ホテルを出たローラは、あるバーへ行くとステージで歌う謎の男を眺めていました。その後謎の男と会ったローラは、拒んだものの彼に渡された金を受け取ると、その金で銃を買いました。その男こそがローラを追っていたのです。

一方のフェリックスは、謎だらけの女だったからこれでよかったと強がってみせますが、ローラが去ったことを仲間に相談してまわりました。フェリックスが悩む度に話を聞き、アドバイスをくれるのが彼らなのです。突然のキスを思い出して悶々としていたフェリックスは、パンチマシーンで憂さを晴らして一日を過ごしました。
閉園作業をしていたフェリックスは、照明の消えたバンパーカーにローラが乗っていることに気づきます。フェリックスは自分の気持ちを代弁したようなBGMを流し、2人は自然と抱きしめ合いました。突然の大音量に驚いた仲間たちは、寝床にしているそれぞれのトレーラーから出てくると、曲に合わせて踊る2人をそっと見つめました。その夜フェリックスとローラは結ばれ、ローラは彼のトレーラーで暮らすことになります。

翌朝の開園前にフェリックスとローラがパンパーカーに乗っていると、2人を眺める初老の男を見かけます。ローラは異様に嫌がりますが、振り返るとすでに男の姿がありませんでした。その後ローラが勤務中に客の前で激しくキスしてきたためフェリックスが彼女の視線の先を見ると、朝に見かけた男がいましたが、ローラは気づかないフリをします。彼女の行動に不安に駆られたフェリックスは、やはり仲間たちに打ち明けるのでした。

【転】- フェリックスとローラのあらすじ3

翌日。行き先は教えられないと言い張るローラに従い、フェリックスは目的地まで車で送ります。別れ際にローラは「君を信じているよ、ローラ」と口に出して言ってほしいと何度も求めてきます。フェリックスにはそんな彼女の気持ちも理解できず、行き先を聞きたい気持ちを抑えたまま別れました。
フェリックスの勤務中に再び初老の男が現れて、大量のバンパーカーのチケットを購入します。ローラを追いかける人物だと思い込んだフェリックスは、客にも関わらず男を荒々しく問い詰めますが、完全なる人違いでした。男はバンパーカーで出会った死んだ恋人を忘れられず、遊園地へ来ていたのです。得体の知れないローラに翻弄されるフェリックスには、些細なことが不安材料となっていました。

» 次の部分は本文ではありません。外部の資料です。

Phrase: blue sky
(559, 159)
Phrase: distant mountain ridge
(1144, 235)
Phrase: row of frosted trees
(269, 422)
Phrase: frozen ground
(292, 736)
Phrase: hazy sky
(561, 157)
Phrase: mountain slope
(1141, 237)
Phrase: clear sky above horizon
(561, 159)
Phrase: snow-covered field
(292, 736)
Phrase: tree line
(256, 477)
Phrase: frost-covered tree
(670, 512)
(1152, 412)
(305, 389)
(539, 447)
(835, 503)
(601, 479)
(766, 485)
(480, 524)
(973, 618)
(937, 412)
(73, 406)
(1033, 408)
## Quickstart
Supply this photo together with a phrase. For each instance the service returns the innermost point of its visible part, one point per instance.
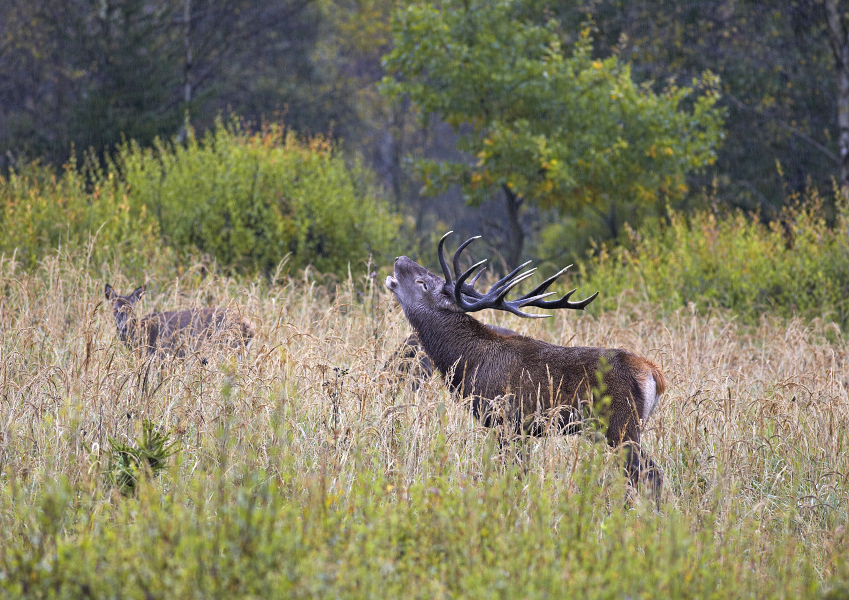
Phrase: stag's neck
(455, 342)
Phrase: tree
(838, 36)
(541, 124)
(779, 85)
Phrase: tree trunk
(187, 41)
(515, 234)
(837, 36)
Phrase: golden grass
(753, 423)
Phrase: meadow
(305, 468)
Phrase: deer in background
(547, 389)
(177, 332)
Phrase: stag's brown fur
(546, 388)
(177, 332)
(412, 360)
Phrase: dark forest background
(84, 74)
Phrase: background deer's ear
(137, 294)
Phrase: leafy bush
(248, 200)
(245, 199)
(796, 266)
(41, 211)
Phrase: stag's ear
(136, 295)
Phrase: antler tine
(459, 250)
(535, 296)
(444, 263)
(563, 302)
(471, 300)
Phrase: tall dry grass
(753, 426)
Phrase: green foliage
(248, 200)
(148, 455)
(88, 207)
(551, 124)
(290, 535)
(795, 266)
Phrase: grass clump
(290, 483)
(128, 462)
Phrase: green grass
(305, 470)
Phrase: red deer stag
(546, 388)
(411, 360)
(176, 332)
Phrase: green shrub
(41, 212)
(248, 200)
(795, 266)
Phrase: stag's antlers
(495, 297)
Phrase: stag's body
(550, 387)
(527, 384)
(177, 332)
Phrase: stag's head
(122, 308)
(419, 290)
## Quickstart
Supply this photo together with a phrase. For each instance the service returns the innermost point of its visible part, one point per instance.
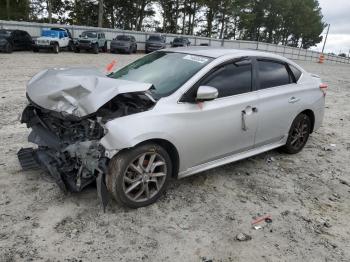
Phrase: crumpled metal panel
(77, 91)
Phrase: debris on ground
(243, 237)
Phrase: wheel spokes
(144, 176)
(133, 186)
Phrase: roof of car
(217, 52)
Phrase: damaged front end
(68, 145)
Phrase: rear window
(273, 74)
(296, 72)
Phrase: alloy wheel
(299, 134)
(144, 177)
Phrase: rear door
(279, 100)
(17, 40)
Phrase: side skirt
(230, 159)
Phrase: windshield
(167, 71)
(89, 34)
(50, 33)
(155, 38)
(123, 38)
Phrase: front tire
(137, 177)
(298, 134)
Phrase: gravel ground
(200, 217)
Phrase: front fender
(128, 131)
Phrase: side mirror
(206, 93)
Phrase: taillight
(323, 88)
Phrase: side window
(273, 74)
(231, 79)
(296, 72)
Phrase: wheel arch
(171, 150)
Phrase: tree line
(297, 23)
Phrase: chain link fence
(34, 29)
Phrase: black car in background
(11, 40)
(180, 42)
(154, 43)
(124, 43)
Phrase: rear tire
(298, 134)
(137, 177)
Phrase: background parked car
(71, 43)
(180, 41)
(154, 43)
(52, 40)
(15, 40)
(124, 43)
(91, 41)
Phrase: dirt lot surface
(200, 217)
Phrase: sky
(337, 14)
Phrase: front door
(279, 101)
(226, 125)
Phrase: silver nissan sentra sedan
(172, 113)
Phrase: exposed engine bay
(68, 146)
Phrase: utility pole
(100, 13)
(324, 44)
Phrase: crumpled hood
(77, 91)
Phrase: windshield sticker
(197, 59)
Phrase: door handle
(293, 100)
(246, 112)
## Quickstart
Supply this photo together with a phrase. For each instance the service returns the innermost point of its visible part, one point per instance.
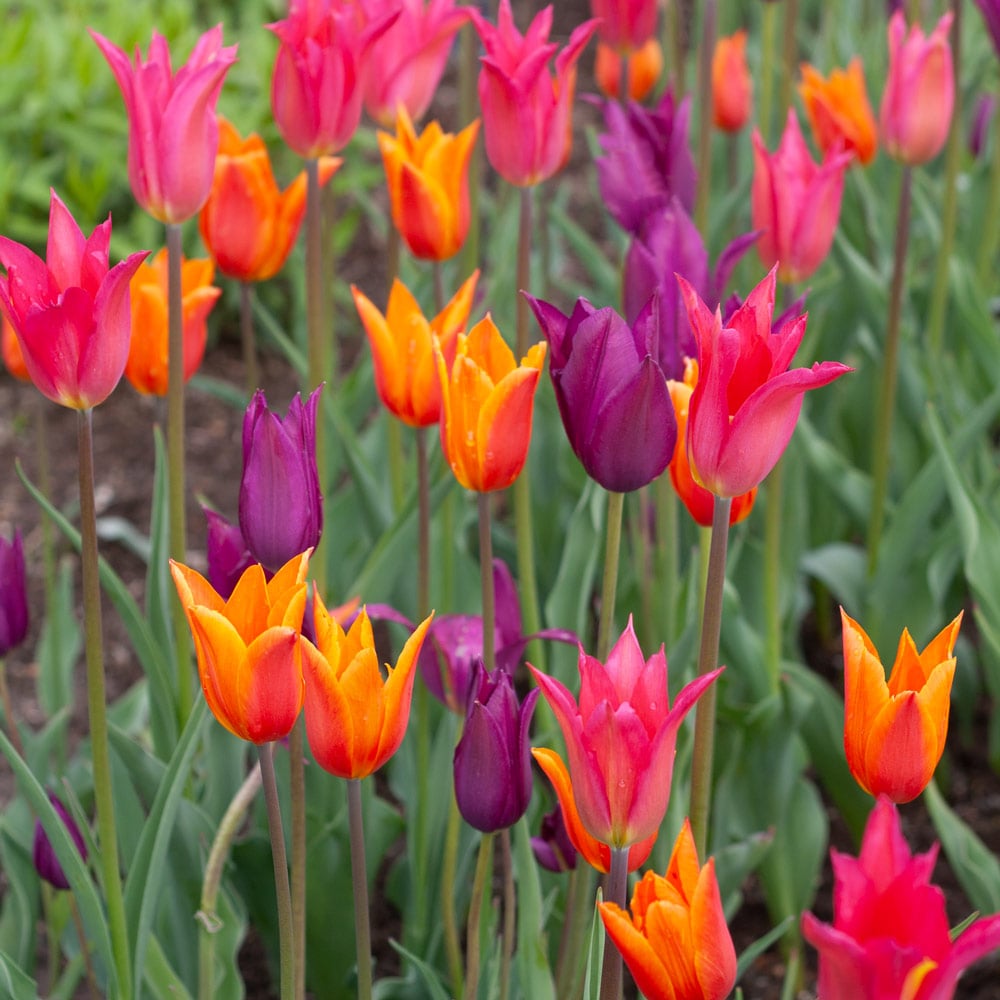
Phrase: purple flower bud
(493, 757)
(44, 857)
(13, 594)
(553, 848)
(281, 507)
(611, 391)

閉園しトレーラーに戻ろうとしたフェリックスは、見知らぬ男3人組に襲われます。不安が爆発したフェリックスは深夜に帰宅したローラに、「君のことを教えてくれ」と切り出しました。朝を迎えてからローラは自身について語り始めます。6歳になる娘がいて昨日も彼女に会いに行ったものの、歌手である元夫が会わせてくれないと。更にローラはフェリックスを暴行したのも元夫の仕業だろうと話すと「私を助けてほしい」と縋ってきました。それを聞いたフェリックスは離婚経験のある仲間に相談しますが、母親が子供に会えないのはおかしいと仲間は首を傾げ、謎は深まるばかりです。

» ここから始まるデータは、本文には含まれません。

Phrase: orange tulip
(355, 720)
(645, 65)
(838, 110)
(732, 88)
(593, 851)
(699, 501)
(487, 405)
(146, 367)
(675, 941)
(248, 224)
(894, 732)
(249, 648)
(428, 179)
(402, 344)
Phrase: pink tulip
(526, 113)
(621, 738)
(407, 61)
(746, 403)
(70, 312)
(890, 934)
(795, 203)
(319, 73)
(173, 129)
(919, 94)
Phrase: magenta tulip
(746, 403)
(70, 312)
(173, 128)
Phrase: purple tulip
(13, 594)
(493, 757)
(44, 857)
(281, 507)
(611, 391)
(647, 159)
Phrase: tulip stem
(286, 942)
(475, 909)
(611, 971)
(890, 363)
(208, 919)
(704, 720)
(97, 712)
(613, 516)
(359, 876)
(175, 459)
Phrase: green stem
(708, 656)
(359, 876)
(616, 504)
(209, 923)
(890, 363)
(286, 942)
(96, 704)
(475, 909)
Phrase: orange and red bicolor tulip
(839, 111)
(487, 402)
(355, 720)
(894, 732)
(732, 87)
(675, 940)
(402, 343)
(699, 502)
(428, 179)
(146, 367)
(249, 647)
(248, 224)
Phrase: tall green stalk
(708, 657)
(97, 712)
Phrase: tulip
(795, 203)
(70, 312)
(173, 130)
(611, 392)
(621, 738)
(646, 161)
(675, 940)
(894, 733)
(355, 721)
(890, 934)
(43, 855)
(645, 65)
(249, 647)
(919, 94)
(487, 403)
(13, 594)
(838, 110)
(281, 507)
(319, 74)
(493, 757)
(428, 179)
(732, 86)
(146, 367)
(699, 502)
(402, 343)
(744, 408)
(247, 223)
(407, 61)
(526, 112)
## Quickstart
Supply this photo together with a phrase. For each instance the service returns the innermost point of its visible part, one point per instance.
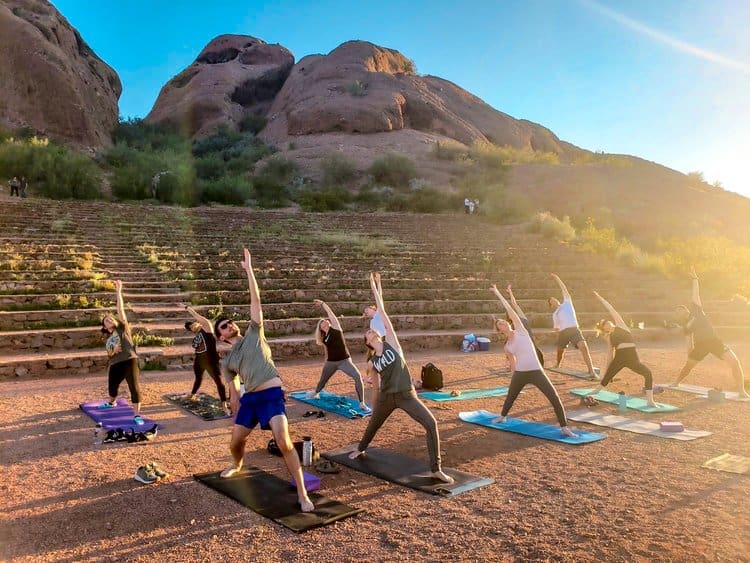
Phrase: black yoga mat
(403, 470)
(276, 499)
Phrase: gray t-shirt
(250, 359)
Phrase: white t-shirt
(565, 316)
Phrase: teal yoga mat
(633, 402)
(465, 394)
(337, 404)
(528, 428)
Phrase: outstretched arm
(331, 317)
(514, 303)
(120, 304)
(564, 289)
(204, 322)
(612, 313)
(390, 334)
(256, 311)
(696, 297)
(517, 324)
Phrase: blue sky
(666, 80)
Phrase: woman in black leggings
(621, 352)
(206, 357)
(123, 360)
(525, 366)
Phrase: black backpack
(432, 377)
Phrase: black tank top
(620, 336)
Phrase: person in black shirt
(206, 356)
(328, 333)
(703, 340)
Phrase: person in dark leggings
(396, 389)
(525, 366)
(206, 357)
(526, 323)
(328, 333)
(123, 360)
(703, 340)
(621, 352)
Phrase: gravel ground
(627, 498)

チケットを売っていたローラの前に、謎の男が現れます。ローラは持ち場を離れて男を責めますが、彼は「お前は誰も愛せない」とローラを罵り、足跡を残すかのようにハーモニカを置いて去りました。フェリックスは隠れて泣いていたローラを見つけます。ローラは男にの言葉を払拭するようにフェリックスに求めると、2人は勤務中にも関わらず激しく愛し合いました。ローラはフェリックスの気持ちを確かめるように「愛のために死ねる?」と問うので、彼は「できる」と答え、もう絶対に離さないと誓うのでした。

【結】- フェリックスとローラのあらすじ4

役所での手続きのため、その日フェリックスは園を離れました。その間にローラはフェリックスの過去や人柄を周囲に聞いて回ります。彼女もまた不安で一杯だったのです。仲間たちは口を揃えて、フェリックスはローラと出会い明るくなったと話しました。
フェリックスが戻ると、トレーラーにはローラからの置手紙があり、荷物も無くなっていました。焦るフェリックスはカリムに呼ばれてオートバイサーカス場へ向かうと、そこには曲芸を披露するローラがいました。暗くなった遊園地に突然照明がつき、「誕生日おめでとう」の声が響きます。その日はフェリックスの誕生日で、仲間たちが隠れて企画したのでした。危険な芸に挑戦したローラは、あなたのためなら死ねると断言し、更に「彼(謎の男)が追ってくる。彼が死ねば私たちは幸せになれる」とフェリックスの耳元で呟きました。

悩んだ末にフェリックスは、ローラから渡された銃を持って謎の男が歌うバーへ向かうと、彼を撃つ妄想をしました。(妄想シーンは、冒頭や作品途中に差し込まれます)そこへローラが店へ来て、フェリックスを止めました。ローラの常軌を逸した行動にフェリックスは「愛しているとの言葉だけじゃ足りないのか」と激怒します。
フェリックスの本気さを知ったローラは、今度こそ真実を話し始めます。本当は娘もいないし、あの男も交際はしたけど夫ではないと…。嘘をつかないと誰も自分を見てくれず、不幸なフリをして気を引くのだとローラは苦しい胸のうちを打ち明けました。本当はローラという名前じゃないと彼女が告白しても、フェリックスは「君にぴったりだ」と受け止めます。それでも未だ不安げなローラにフェリックスは揺るがぬ態度を見せると、なかなか笑わなかった彼女が微笑むのでした。

みんなの感想

ライターの感想

終始不気味にミステリアスに進行するため、暗い気分になりがちなのですが、フェリックスの仲間があたたかいので心が救われるようでした。人を楽しませるための遊園地で働く仲間が心優しいという設定がまた素敵ですね。
パトリス・ルコントの作品にしては、ストーリーのインパクトが弱めだなぁと感じました。継ぎはぎしたような展開やモヤモヤとさせる感じは、ルコントというよりは、“フランス映画”という印象です。それでも、フェリックスとローラが閉園後の遊園地で踊るシーンで流れる『I've Been Loving You Too Long』。ロマンチックすぎました。ニクイ演出です。